RapidMiner Radoop Operators
This section provides an overview of the Radoop operator group. For a complete list of these operators, see RapidMiner Radoop Operator Reference (PDF).
When you install the RapidMiner Radoop extension, several new operators become available in the Radoop operator group of RapidMiner Studio:
To help understand where to look for certain functions and the different types of operators available, this section provides an overview of each operator group. For full operator descriptions, see the help text within RapidMiner Studio.
All operators mentioned here are part of the Radoop operator group inside the Extensions group. An operator by the same name may exist as part of the standard RapidMiner operators. The Radoop operator is listed in the Radoop folder and also indicated by a different icon, (such as ). Searching on Read Database for example, returns these results:
Data Access group
The following operators are part of the Data Access group:
The following operators are part of the Hive subgroup:
Note: They are referred to in shorthand below for easier reading.
A process accesses data that already resides on the cluster in a Hive table using the Retrieve operator. Retrieve only loads references and metadata into memory; the data remains on the cluster to be processed with further operators. Connect the output port of Retrieve directly to the Radoop Nest output to fetch the data sample from memory.
The Store and Append operators write the data on their input ports into a Hive table. Typically this is time consuming, as the cluster has to carry out all the tasks defined by previous data processing operators before writing the data to the HDFS. Append verifies that the data on its input fits into the specified Hive table.
You can also select tables from arbitrary other Hive databases in all operators in this subgroup.
Data must reside on the cluster to be processed and analyzed by Radoop operators. Smaller data sets may fit into memory; when you connect an ExampleSet to one of the Radoop Nest input ports, Radoop imports it. For larger data sets, use an operator from the Read group — either Read CSV or Read Database.
Read CSV creates a Hive table from a file that resides on the client, the HDFS, or on Amazon S3. With the help of a wizard, you can define the separator and the name of the attributes (or set to read them from the file), as well as modify the type or set the attribute roles.

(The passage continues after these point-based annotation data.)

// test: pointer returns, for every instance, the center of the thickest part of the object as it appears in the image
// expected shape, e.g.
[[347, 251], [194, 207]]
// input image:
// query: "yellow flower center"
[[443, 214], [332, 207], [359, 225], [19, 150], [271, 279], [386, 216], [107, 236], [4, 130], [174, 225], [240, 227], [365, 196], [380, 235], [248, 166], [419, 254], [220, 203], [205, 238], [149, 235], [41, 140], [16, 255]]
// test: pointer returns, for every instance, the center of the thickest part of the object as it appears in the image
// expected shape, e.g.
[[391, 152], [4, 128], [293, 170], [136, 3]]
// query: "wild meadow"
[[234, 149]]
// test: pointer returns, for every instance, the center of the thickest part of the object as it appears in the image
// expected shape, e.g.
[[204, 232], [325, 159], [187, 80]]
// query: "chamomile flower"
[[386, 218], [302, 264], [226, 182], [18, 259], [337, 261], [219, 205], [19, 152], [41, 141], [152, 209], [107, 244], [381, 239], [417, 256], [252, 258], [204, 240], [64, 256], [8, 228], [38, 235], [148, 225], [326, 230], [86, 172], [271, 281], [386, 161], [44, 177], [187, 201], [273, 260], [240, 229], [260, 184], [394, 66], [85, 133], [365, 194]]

Read Database queries arbitrary data from a database and writes the results to the cluster. The database must be accessible from the client, which writes the data to the HDFS (using only a minimal memory footprint on the client). Radoop supports MySQL, PostgreSQL, Sybase, Oracle, HISQLDB, Ingres, Microsoft SQL Server, or any other database using an ODBC Bridge. If you want to import from a database in a direct or parallel manner (leaving the client out of the route), look for a solution like Sqoop.
Write operators (Write CSV and Write Database) write the data referenced by the HadoopExampleSet on their input to a flat file on the client. Alternatively, they can write the data into a database through the specified database connection. The Store operator can be used to write the data to the HDFS or to S3.
This guide contains more detailed information on data import operators in a later section.
This is the largest group of Radoop operators; it contains all blending operators organized into subgroups. The operators usually take a HadoopExampleSet as input, and have two output ports — one for the transformed HadoopExampleSet and one for the original. While designing, hover over the first output port to examine the structure or metadata after the transformation.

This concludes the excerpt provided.